Clay Types Modulate the Toxicity of Low Concentrated Copper Oxide Nanoparticles Toward Springtails in Artificial Test Soils

摘要

Copper oxide nanoparticles (CuO‐NPs) can be applied as an efficient alternative to conventional Cu in agriculture. Negative effects of CuO‐NPs on soil organisms were found, but only in clay‐rich loamy soils. It is hypothesized that clay–NP interactions are the origin of the observed toxic effects. In the present study, artificial Organisation for Economic Cooperation and Development soils containing 30% of kaolin or montmorillonite as clay type were spiked with 1–32 mg Cu/kg of uncoated CuO‐NPs or CuCl2. We performed 28‐day reproduction tests with springtails of the species Folsomia candida and recorded the survival, reproduction, dry weight, and Cu content of adults. In a second experiment, molting frequency and the Cu content of exuviae, as well as the biochemical endpoints metallothionein and catalase (CAT) in springtails, were investigated. In the reproduction assay, negative effects on all endpoints were observed, but only in soils containing montmorillonite and mostly for CuO‐NPs. For the biochemical endpoints and Cu content of exuviae, effects were clearly distinct between Cu forms in montmorillonite soil, but a significant reduction compared to the control was only found for CAT activity. Therefore, the reduced CAT activity in CuO‐NP‐montmorillonite soil might be responsible for the observed toxicity, potentially resulting from reactive oxygen species formation overloading the antioxidant system.
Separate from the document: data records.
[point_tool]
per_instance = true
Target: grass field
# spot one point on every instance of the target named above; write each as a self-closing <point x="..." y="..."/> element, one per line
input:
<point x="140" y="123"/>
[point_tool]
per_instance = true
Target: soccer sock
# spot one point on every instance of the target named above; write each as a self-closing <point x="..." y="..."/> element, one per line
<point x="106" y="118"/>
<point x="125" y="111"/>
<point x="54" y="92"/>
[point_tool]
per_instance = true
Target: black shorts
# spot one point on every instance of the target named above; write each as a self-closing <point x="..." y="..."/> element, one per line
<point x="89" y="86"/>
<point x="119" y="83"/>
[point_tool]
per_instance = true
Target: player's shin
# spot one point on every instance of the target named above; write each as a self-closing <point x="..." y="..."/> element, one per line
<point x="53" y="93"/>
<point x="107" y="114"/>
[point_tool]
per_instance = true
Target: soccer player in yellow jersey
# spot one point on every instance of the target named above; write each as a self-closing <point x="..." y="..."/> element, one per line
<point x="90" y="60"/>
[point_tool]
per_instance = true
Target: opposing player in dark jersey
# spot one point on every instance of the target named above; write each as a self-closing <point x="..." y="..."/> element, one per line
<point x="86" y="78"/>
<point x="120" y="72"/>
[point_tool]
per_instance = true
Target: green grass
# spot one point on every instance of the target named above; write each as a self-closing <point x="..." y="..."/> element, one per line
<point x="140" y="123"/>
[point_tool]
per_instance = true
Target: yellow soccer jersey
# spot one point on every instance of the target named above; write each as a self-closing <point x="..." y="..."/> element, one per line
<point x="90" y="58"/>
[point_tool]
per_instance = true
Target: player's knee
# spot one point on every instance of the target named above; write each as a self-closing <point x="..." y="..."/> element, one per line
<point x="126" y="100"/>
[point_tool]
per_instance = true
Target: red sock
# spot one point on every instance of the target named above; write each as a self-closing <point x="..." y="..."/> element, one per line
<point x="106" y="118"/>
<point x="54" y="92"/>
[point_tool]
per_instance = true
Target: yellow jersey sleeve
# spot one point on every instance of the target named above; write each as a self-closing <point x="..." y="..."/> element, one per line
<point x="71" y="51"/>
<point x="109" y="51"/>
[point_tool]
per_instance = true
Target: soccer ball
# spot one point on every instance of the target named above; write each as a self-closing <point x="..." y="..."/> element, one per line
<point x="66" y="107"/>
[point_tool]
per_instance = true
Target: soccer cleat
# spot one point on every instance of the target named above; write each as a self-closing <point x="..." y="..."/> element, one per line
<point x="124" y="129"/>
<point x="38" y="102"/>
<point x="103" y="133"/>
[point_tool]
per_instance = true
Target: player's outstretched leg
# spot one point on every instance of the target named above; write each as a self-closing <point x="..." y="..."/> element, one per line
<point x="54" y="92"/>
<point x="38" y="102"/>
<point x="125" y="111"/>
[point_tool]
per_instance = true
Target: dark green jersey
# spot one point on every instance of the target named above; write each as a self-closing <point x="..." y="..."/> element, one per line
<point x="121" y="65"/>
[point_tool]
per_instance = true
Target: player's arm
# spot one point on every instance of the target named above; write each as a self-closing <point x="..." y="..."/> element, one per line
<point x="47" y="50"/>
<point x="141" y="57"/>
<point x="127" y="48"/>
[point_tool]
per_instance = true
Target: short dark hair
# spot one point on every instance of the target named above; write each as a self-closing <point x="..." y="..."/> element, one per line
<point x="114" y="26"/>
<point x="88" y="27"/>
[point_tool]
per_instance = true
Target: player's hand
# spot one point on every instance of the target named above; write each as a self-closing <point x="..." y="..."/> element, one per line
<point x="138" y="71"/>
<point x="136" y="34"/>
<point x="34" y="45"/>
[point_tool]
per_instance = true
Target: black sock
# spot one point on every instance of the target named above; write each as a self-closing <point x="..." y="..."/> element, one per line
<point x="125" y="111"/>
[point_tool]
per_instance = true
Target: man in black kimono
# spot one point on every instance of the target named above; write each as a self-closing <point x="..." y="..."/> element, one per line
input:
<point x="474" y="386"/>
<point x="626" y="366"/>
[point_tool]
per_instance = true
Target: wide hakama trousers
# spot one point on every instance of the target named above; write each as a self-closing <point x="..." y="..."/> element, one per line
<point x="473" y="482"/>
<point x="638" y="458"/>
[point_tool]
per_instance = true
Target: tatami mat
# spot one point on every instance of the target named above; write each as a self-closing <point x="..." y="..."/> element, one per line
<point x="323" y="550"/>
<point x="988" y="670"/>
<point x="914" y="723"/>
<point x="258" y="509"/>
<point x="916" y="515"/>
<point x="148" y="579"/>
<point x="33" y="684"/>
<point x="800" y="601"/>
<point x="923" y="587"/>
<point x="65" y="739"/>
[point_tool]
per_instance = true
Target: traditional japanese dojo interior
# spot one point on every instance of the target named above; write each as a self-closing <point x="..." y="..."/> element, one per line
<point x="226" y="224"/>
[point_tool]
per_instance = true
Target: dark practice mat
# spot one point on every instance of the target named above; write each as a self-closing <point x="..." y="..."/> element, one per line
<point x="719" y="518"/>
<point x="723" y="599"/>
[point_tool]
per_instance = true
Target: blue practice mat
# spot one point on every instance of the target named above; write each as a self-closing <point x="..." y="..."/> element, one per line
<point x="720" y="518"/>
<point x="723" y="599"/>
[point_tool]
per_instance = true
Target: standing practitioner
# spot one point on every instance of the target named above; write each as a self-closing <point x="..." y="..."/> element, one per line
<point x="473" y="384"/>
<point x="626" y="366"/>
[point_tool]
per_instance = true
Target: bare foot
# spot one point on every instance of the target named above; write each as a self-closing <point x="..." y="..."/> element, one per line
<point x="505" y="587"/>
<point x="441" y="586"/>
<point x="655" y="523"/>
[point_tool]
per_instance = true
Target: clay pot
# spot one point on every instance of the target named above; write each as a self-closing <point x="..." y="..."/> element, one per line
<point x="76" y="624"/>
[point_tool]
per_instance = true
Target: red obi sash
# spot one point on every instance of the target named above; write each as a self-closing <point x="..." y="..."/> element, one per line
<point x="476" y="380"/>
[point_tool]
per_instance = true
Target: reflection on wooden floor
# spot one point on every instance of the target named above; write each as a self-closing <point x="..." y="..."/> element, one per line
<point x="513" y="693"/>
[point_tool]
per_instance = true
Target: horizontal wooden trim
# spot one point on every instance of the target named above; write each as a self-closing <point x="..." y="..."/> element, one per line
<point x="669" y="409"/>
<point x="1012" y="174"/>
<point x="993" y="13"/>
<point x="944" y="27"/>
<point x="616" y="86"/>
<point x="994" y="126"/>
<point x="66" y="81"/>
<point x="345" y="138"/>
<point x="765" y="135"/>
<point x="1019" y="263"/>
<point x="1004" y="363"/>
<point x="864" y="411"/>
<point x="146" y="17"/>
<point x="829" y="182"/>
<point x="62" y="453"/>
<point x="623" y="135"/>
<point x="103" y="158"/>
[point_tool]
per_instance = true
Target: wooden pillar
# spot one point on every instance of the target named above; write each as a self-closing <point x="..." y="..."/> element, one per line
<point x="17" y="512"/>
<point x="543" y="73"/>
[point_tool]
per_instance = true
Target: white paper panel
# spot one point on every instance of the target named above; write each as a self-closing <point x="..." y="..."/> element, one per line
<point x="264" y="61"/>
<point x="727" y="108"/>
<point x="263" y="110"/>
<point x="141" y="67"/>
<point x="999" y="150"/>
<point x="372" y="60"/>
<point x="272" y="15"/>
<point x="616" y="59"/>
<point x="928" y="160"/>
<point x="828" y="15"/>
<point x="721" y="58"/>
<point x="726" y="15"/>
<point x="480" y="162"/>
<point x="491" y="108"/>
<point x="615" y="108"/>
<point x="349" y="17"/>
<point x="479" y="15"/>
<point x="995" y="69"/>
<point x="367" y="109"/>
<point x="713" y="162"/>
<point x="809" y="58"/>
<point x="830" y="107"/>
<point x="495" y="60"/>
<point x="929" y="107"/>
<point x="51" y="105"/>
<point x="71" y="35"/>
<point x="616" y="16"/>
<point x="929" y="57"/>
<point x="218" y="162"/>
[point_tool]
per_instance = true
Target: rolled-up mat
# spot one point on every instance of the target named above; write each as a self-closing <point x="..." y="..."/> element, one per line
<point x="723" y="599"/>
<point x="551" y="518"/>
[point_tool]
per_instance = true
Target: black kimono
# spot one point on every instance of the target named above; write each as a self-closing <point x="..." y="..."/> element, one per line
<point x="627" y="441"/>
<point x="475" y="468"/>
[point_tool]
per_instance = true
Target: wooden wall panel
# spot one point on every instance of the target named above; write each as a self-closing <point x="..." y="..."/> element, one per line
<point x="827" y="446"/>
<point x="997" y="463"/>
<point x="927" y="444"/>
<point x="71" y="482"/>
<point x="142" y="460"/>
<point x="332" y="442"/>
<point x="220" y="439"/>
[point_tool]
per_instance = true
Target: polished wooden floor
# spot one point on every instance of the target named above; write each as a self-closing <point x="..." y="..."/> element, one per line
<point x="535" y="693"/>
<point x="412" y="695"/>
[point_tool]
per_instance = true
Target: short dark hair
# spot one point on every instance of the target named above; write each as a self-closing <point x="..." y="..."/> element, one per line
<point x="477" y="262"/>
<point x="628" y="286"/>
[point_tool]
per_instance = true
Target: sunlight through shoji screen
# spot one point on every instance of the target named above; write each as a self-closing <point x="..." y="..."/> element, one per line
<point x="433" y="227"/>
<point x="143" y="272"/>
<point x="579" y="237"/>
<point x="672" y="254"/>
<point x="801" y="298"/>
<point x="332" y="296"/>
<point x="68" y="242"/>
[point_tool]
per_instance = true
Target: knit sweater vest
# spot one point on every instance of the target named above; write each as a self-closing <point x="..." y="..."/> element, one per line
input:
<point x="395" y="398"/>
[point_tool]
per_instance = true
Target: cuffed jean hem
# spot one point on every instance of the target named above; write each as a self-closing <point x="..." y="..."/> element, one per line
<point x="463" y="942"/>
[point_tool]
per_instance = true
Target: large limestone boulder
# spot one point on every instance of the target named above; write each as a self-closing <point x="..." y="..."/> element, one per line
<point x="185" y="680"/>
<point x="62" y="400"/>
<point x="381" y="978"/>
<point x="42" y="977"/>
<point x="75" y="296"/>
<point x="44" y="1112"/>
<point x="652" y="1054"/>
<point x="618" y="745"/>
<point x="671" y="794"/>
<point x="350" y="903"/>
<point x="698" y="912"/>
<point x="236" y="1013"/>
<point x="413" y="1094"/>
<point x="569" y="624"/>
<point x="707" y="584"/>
This process seems to be highly concentration‐dependent, because all endpoints investigated in reproduction and biochemical assays of CuONP‐ montmorillonite treatments showed a nonlinear dose–response relationship and were constantly reduced by approximately 40% at a field‐realistic concentration of 3mg/kg, but not at 32 mg/kg. The results underline that clay–CuO‐NP interactions are crucial for their toxic behavior, especially at low, field‐realistic concentrations, which should be considered for risk assessment of CuO‐NPs.